News Date: 10/17/2011
Outlet Full Name: Record-Courier
Contact Name:
News OCR Text: Kent State University police and the Portage County Coroner's Office are investigating the death of a man inside a residence hall on the Kent campus.
KSU spokeswoman Emily Vincent confirmed that a body was discovered sometime around 5 p.m. in Leebrick Hall, one of the Tri-Towers residence halls, off Loop Road on the east side of the Kent campus.
Reports put the body somewhere on the fourth floor of the 12-story residence hall. According to KSU, it houses 325 students.
Tom Decker, an investigator for the coroner's office, said the body was that of a male, in his mid- to late-20s.
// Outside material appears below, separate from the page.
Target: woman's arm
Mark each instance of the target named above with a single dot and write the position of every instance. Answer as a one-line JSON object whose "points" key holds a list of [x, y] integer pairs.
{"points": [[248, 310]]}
He said investigators had a “tentative ID” on the deceased person, but were waiting to identify the next of kin before releasing a name.
Decker said he believed the dead person was a KSU student, and that the man had been dead “for a minimum of a couple of days.” He said all deaths his office investigates are treated as suspicious until proven otherwise, and that an autopsy was scheduled today at the Summit County Medical Examiner's Office in Akron.
Along with KSU police, the Kent Fire Department also responded to the scene.
Vincent said university police were working to identify the body and notify next of kin, but could not verify if the person was a student.
She said that in the event of a death, or any other traumatic event on campus, KSU's Residence Services and University Health Services provide grief counseling, therapy dogs and other resources to members of the campus community who require them.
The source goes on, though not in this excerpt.